The BRIT’s intake starts at Year 10, with 14 to 16 students who take eight GCSEs in “ordinary” subjects, as well as the B Tech First - equivalent to two GCSEs. Each day consists of a combination of classroom teaching and time in the rehearsal rooms or studios - four-and-a-half hours each week of music, as well as individual instrumental lessons.

Students taking the B Tech national diploma (equivalent to two A-levels) can also opt to take extra A-levels, and many of them do. Students can specialise in various forms of music, including classical and jazz, but the firm emphasis on pop betrays the schools origins as a creation of the record industry.

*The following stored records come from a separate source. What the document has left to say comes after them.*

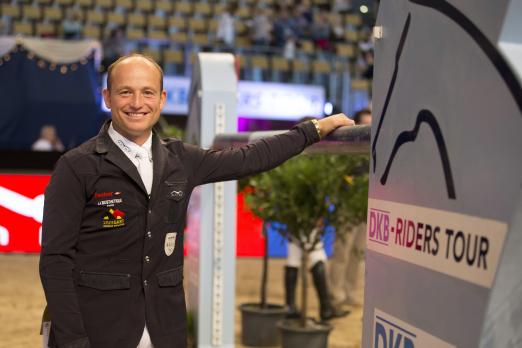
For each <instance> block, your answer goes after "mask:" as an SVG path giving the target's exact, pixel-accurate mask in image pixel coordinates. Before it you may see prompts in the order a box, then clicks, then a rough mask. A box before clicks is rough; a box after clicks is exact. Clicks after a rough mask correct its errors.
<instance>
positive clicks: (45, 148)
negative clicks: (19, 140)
mask: <svg viewBox="0 0 522 348" xmlns="http://www.w3.org/2000/svg"><path fill="white" fill-rule="evenodd" d="M31 149H32V150H33V151H60V152H62V151H63V150H64V147H63V144H62V142H61V141H60V138H58V135H57V134H56V128H55V127H54V126H51V125H45V126H43V127H42V129H41V130H40V138H39V139H38V140H37V141H36V142H35V143H34V144H33V146H31Z"/></svg>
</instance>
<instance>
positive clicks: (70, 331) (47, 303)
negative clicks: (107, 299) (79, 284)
mask: <svg viewBox="0 0 522 348" xmlns="http://www.w3.org/2000/svg"><path fill="white" fill-rule="evenodd" d="M84 205H85V191H84V189H83V185H82V183H81V181H80V180H79V178H78V176H77V175H76V174H75V172H74V170H73V167H72V165H71V163H69V161H68V159H67V158H66V157H64V156H62V157H61V158H60V160H59V161H58V163H57V165H56V168H55V171H54V173H53V175H52V177H51V181H50V183H49V185H48V186H47V189H46V192H45V202H44V215H43V222H42V251H41V255H40V278H41V280H42V285H43V288H44V292H45V297H46V300H47V305H48V308H49V312H50V314H51V328H52V329H51V330H52V331H53V336H54V339H55V340H56V343H57V346H58V347H60V348H61V347H67V348H73V347H82V348H89V340H88V338H87V334H86V332H85V328H84V325H83V319H82V315H81V313H80V306H79V304H78V299H77V295H76V290H75V286H74V282H73V269H74V257H75V254H76V243H77V240H78V234H79V231H80V225H81V219H82V214H83V209H84Z"/></svg>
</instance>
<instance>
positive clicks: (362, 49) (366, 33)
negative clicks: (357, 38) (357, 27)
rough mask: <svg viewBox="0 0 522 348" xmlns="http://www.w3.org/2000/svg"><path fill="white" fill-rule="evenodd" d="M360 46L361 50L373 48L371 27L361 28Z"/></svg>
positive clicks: (366, 49) (372, 41)
mask: <svg viewBox="0 0 522 348" xmlns="http://www.w3.org/2000/svg"><path fill="white" fill-rule="evenodd" d="M359 48H360V49H361V51H364V52H366V51H370V50H373V40H372V31H371V30H370V28H366V27H365V28H363V29H362V30H361V40H360V41H359Z"/></svg>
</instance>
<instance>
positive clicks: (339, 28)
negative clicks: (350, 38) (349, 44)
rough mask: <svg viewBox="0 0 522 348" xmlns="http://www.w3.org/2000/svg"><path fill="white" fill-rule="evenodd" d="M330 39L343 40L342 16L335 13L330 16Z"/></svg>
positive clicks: (343, 27)
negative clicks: (330, 37)
mask: <svg viewBox="0 0 522 348" xmlns="http://www.w3.org/2000/svg"><path fill="white" fill-rule="evenodd" d="M332 41H333V42H343V41H344V26H343V19H342V17H341V16H340V15H339V14H337V13H335V14H334V15H333V16H332Z"/></svg>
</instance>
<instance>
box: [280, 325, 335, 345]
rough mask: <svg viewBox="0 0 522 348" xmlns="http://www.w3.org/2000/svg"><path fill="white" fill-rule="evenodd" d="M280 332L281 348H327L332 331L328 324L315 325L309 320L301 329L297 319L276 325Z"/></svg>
mask: <svg viewBox="0 0 522 348" xmlns="http://www.w3.org/2000/svg"><path fill="white" fill-rule="evenodd" d="M277 326H278V327H279V330H281V343H282V347H283V348H327V347H328V335H329V334H330V331H332V326H331V325H329V324H323V323H317V322H316V321H314V320H312V319H309V320H308V322H307V325H306V327H301V326H300V322H299V320H298V319H286V320H282V321H280V322H279V323H277Z"/></svg>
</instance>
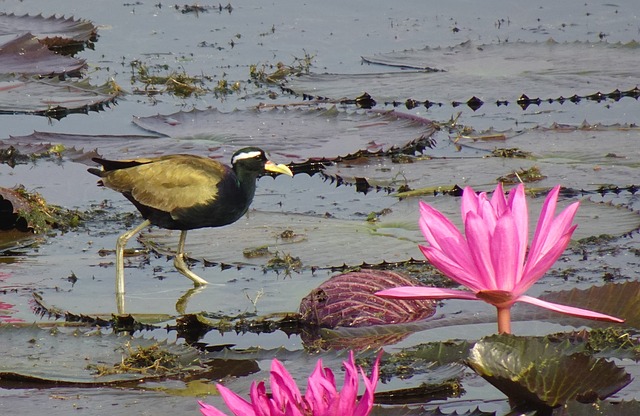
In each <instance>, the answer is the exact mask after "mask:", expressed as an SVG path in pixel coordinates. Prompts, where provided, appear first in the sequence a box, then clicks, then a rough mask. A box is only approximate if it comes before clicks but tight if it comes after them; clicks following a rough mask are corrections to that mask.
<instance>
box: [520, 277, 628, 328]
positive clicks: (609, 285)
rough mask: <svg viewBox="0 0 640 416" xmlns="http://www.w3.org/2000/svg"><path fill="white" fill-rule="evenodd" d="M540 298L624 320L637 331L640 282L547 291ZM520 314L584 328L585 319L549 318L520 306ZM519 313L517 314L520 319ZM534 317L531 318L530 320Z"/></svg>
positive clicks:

For the B Tech national diploma, post-GCSE students have to compile a portfolio of work, based on performance and paper. This is broken up into 18 units, each of which might contain one, two or three assignments. A typical example might be that by the end of the first term, students will have had to compose and perform an original 12-bar blues. Students are then placed into performance work groups. The idea is that they can’t just go off and write a song - they must learn how to work with others, and write down the steps they took to come up with the finished product.

Self-evaluation is as essential as the finished product, explains Tony.

“Interactive skills, communication skills - these are skills that the professional musician needs in the industry.” Teachers give individual feedback as well as an in-class critique, and work is graded according to B Tech criteria as pass, merit or distinction.

Performing is at the heart of the BRIT culture. Each of the five annual terms involves a performance that is assessed and counts towards final marks. But, in one sense, they are performing all the time - not just for concerts, but also in the school foyer, community centres and even a local music venue.

There are 300 applications for 50 places in the BRIT music department every year. Students are chosen by audition, although school reports are also taken into account. However, says Liz: “At this stage, it is potential we are after, not accomplishment.”

“What I say at open days,” adds Tony, “is this: if a student doesn’t wake up every morning desperate to do music, then the BRIT School is probably not for them.”

But the school also remains committed to its catchment area - it lies in a hard-pressed area of South London. For the BRIT is about providing opportunities, particularly to those who may have a love of dance or music but whose families or previous schools do not have the wherewithal to help them explore it.

As chair of governors Jack Deacon, founder member of the record industry trust, which set up the school, puts it: “What we are proud of is that most young people who come here have been square pegs in round holes. After they have been here a while they have a new confidence and belief in themselves.”